作家(翻訳者等含む):今井龍満 出版社:株式会社求龍堂 出版年:2023
こちらを見つめる、ダイナミックながらもどこか間の抜けた表情のライオン。
表紙がたいへん目をひく本書は、様々な生き物を題材にする日本人画家・今井龍満の作品を納めた図録だ。今年2023年の7月から9月まで愛知県メナード美術館で開かれた、今井の最初期作品から最新作までの作品70点を展示した特別企画展のものである。丁寧な解説やインタビューとともに、彼の作品を紹介している
今井のユニークで現代的な画風は、ポアリングと呼ばれる手法とハイセンスな色彩感覚によって構成される。ポアリングとは、絵の具をキャンバスに垂らして線を描く絵画の方法だ。筆で絵の具を直接塗るのとは違い、意図せぬ液垂れや揺らいだ線が生まれることが最大の特徴である。
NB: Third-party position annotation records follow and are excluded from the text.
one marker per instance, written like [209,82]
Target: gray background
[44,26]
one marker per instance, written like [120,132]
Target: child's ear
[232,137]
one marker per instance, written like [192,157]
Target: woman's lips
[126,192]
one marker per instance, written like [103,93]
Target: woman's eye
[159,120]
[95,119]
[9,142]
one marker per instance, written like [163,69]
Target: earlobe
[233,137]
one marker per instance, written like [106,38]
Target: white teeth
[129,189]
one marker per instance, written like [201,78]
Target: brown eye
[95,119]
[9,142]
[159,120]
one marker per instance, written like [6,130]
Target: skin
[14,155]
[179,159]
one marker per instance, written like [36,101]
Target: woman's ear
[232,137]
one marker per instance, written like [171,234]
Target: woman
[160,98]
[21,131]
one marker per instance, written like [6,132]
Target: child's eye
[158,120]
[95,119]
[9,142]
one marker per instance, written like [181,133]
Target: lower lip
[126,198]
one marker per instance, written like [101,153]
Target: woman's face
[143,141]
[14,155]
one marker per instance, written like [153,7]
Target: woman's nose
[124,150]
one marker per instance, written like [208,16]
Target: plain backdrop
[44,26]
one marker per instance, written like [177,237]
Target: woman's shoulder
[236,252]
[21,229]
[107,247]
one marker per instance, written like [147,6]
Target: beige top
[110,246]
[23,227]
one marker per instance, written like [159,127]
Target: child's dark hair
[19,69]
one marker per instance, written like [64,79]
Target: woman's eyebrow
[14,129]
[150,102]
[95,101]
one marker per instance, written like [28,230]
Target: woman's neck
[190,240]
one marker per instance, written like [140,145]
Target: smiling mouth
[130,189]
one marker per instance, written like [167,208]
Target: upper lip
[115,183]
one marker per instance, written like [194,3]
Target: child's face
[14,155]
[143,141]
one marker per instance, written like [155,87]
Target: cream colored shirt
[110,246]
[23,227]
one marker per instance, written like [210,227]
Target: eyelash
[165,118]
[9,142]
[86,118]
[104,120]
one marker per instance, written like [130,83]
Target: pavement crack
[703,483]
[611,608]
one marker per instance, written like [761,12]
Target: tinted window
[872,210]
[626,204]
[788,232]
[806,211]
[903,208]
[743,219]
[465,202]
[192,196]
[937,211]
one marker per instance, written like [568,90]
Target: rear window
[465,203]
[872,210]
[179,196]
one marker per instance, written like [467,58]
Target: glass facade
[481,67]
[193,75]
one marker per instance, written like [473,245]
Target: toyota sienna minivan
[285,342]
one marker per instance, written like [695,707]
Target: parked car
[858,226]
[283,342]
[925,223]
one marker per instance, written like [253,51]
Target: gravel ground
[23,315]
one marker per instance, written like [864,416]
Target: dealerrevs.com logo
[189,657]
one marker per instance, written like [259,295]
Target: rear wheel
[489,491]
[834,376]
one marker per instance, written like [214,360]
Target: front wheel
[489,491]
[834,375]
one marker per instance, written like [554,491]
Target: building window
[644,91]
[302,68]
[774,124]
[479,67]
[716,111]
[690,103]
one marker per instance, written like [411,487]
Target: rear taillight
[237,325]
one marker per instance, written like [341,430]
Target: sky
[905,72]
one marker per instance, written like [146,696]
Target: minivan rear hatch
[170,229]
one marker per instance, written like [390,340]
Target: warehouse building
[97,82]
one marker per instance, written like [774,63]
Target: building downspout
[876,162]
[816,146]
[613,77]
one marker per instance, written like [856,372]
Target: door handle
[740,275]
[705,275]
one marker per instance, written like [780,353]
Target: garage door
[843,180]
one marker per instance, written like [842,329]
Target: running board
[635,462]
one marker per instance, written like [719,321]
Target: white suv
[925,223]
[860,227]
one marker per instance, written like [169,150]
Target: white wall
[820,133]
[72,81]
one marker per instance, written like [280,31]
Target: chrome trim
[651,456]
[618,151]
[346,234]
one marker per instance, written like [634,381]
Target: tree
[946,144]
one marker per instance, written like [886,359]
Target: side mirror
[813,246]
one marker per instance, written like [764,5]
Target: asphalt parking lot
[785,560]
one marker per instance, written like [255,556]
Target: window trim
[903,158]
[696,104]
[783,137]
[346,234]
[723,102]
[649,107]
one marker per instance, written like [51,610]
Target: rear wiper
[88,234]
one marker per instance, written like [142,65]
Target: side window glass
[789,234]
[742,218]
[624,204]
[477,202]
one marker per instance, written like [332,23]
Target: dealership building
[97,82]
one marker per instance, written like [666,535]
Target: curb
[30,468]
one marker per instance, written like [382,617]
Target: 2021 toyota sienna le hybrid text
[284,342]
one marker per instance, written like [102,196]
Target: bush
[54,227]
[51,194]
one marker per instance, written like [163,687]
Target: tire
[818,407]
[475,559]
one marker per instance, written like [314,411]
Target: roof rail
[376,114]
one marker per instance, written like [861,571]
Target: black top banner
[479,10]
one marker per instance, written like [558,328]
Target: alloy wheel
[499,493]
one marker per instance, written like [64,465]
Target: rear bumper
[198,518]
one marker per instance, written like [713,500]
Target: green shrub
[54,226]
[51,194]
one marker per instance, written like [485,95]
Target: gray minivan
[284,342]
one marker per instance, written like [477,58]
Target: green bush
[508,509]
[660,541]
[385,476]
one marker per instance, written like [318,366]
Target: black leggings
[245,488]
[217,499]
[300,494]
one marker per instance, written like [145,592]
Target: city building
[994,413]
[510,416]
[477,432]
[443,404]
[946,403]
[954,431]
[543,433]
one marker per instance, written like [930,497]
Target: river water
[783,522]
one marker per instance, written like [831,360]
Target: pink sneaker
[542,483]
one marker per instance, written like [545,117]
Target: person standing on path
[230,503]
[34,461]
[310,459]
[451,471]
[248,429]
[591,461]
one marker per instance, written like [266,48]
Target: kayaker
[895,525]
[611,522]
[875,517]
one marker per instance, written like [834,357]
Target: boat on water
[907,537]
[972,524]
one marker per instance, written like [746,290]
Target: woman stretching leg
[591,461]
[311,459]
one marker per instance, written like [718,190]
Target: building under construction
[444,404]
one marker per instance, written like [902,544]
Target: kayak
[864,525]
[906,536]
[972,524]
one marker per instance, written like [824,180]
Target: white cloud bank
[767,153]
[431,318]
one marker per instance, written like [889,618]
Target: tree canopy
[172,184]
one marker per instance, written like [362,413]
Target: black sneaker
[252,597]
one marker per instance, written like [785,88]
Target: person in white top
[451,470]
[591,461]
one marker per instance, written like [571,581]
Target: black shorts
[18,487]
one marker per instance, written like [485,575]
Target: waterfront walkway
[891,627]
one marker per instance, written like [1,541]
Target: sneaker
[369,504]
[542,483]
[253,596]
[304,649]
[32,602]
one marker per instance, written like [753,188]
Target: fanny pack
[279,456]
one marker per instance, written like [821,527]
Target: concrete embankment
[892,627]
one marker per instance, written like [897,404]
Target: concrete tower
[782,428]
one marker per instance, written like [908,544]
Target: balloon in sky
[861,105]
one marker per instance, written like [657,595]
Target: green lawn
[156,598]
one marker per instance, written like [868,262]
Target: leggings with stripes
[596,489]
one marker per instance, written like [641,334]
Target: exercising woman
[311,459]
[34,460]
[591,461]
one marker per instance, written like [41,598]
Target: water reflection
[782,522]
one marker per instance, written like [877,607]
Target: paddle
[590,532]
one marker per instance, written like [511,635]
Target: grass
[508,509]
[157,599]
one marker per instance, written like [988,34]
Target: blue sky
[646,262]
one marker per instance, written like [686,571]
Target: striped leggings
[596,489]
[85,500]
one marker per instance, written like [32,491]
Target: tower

本書のタイトルにもあるように、今井は生きものの活力や雄大さを、そうした描き方の〈偶然〉性に託して表現する。画家・今井俊満を父にもちながら自身の画家人生のスタートが31歳と比較的高年齢であった今井の作品は、生きものをモチーフにしているという点で一貫している。特殊な美的バックグラウンドと経歴をもつ彼は、最初期から画家としてのオリジナリティが確立されていた。
ポアリングそれ自体は他の絵画にも見られるが彼がとりわけ秀逸なのは、その手法的特徴を動物画に用いることを、唯一無二というレベルにまで引き上げている点である。先述したように、ポアリングはその特性上、理想的な絵を描くという意味において大きな制約が生じる。しかし彼はそれを逆に生かし、非常に躍動感のある溌剌とした動物たちの表情を描きあげている。
また、豊かで自由な色彩の表現は、ただ見たままを描く以上に、溢れんばかりの被写体のエネルギッシュさをそのキャンバスから放つ。父に連れられパリに在住し、若くして業界人と関わりがあったという過去が、彼の色彩的豊穣に寄与したのだろう。現代的かつ洗練された、華やかな色の取り合わせが、今井の作品に一層深い印象を与えている。
不安定に揺れる線と鮮やかな原色、手法的不自由さと配色の妙。これらのコントラストが両翼となって、生きるということの両面性がこれ以上ないほどユニークに立ち現れるのだ。
私は彼の作品から、ただひたすら生きなければならないという制約の中で、しかしどのように生きるかは主体の自由であるというような、生への懸命さの主張を感じ取る。あらゆる生きものは生きることに必死で、だからこそ私たちはその様に力強い美しさを見出すのではないだろうか。私たち人間とて、例外ではない。今井は動物画で有名だが、彼自身は人物画も同じ地平で描いている。生命の神秘というには優美に過ぎる、生きるということそれ自体の言葉にできない訴えかけが、今井の作品には表れているように思う。
書籍という印刷媒体では表現しきれない、ポアリングによって生まれた絵の具の立体感や陰影が見られないことは残念だが、それでもこの図録は、解説を含め今井龍満という画家のあり方の魅力を十全に伝えてくれる。初期作から最新作まで網羅した図録であるため、ぜひ今井龍満を知らない人にもこの機会に触れていただきたい。